It can be difficult to watch your loved one face some of the challenges that accompany a diagnosis of multiple sclerosis. It can also be hard, as a spouse, to wonder and worry about what the future will bring now that MS is part of the family.

You may experience a wide range of emotions in response to your partner’s diagnosis of multiple sclerosis. You may even feel some grief for your own losses. These feelings are normal.

Coping strategies now that MS is part of the family

Despite the changes multiple sclerosis may (or may not) bring, it is important to remember that your spouse or partner is the same person they were before the diagnosis. Open communication, being informed about MS, and respecting both your spouse’s and your own different coping styles in a stressful situation, are all ways to handle the presence of MS. Visit the section on Multiple Sclerosis to find out more about the disease and its symptoms.

Multiple sclerosis may also affect your family life, and you may find that some of your roles change over time. Children will have questions or concerns about what is happening. An open approach is also recommended for the family: talk honestly and tailor your discussion to each person’s concerns, age and coping styles. For more information on talking about MS with children, visit I am a parent with MS.
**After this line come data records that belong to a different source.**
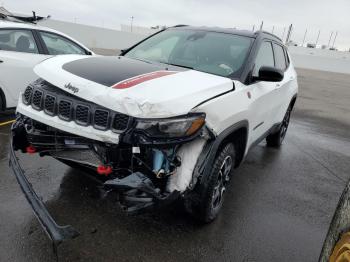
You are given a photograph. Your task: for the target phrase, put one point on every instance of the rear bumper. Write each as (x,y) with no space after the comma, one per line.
(56,232)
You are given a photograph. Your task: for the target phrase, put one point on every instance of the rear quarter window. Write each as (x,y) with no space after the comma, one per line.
(280,57)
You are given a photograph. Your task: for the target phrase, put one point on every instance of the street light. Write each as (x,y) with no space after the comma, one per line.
(132,20)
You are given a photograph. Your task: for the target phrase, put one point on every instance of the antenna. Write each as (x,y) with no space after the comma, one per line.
(262,25)
(318,37)
(284,31)
(336,34)
(329,42)
(304,38)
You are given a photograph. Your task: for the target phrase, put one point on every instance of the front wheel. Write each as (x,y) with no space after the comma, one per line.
(276,139)
(205,202)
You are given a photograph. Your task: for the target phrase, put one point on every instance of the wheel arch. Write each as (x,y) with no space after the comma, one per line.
(237,134)
(294,99)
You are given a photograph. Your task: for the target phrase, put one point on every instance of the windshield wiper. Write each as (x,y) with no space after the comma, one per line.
(178,65)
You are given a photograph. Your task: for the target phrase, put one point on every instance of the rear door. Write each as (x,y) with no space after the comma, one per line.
(19,53)
(262,94)
(282,89)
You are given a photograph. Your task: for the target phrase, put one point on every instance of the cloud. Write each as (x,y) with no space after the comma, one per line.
(313,15)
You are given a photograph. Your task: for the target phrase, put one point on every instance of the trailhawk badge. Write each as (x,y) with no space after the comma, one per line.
(72,88)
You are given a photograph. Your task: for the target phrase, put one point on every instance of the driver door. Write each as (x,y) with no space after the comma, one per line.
(19,53)
(263,94)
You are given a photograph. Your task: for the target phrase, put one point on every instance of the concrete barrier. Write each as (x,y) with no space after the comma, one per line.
(319,59)
(109,41)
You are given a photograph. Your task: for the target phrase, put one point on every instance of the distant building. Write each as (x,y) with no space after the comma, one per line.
(141,29)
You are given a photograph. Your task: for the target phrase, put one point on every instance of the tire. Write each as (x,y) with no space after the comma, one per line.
(276,139)
(205,201)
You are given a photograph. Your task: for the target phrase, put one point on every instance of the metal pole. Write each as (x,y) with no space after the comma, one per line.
(132,19)
(318,37)
(284,31)
(289,35)
(329,42)
(336,34)
(304,38)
Providing care to the partner with MS

Some spouses or partners of people with MS gradually assume some type of care for the individual with MS. This may involve helping with medication, more responsibilities around the home or in parenting, and/or assisting with mobility issues. The vast majority of people assume this caregiver role willingly, as a loving partner supporting their spouse. However, it can be emotionally and physically challenging. Some people have not recognized their new role as caregiver until years have passed or the partner with MS has serious health or mobility issues.
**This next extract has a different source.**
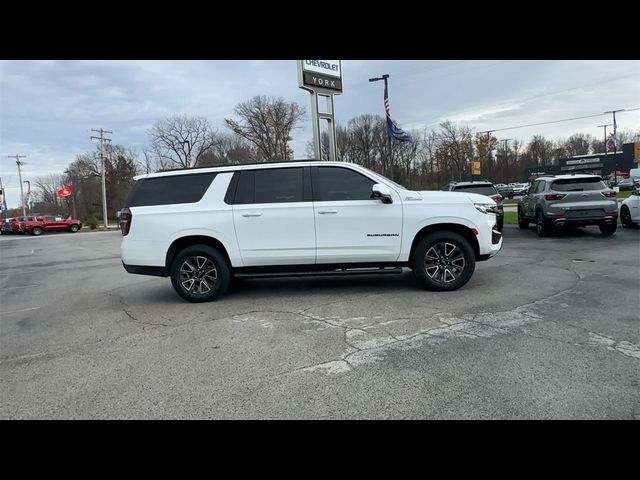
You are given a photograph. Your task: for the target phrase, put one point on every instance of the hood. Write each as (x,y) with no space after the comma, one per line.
(434,196)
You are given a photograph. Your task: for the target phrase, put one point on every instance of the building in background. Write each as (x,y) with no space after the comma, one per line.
(603,164)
The MS Society of Canada encourages spouses to recognize and understand their role as caregivers – and to start taking care of themselves – as early as possible. To learn more, visit I am a caregiver to someone with MS and/or read a special insert from the September 2005 issue of the MS Ontario newsletter entitled Does supporting someone with MS make you a caregiver?

Other issues that may arise

Some symptoms associated with MS can be difficult to talk about. Some people with MS may have symptoms related to sexuality, emotions, bowel / bladder, thinking and/or memory. These can be very personal topics, but if your partner is experiencing any of these symptoms, consider learning more and try to talk about the issue(s) with him or her in an open manner. Information on these topics is available online in our publications section. We also have a recommended resources which suggests quality books on topics such as coping, sexuality, relationships and caregiving.

You can also contact your MS Society division at 1-800-268-7582 or your nearest MS Society office to discuss these issues in a confidential and down-to-earth manner. To find the MS Society office closest to you, visit In Your Community.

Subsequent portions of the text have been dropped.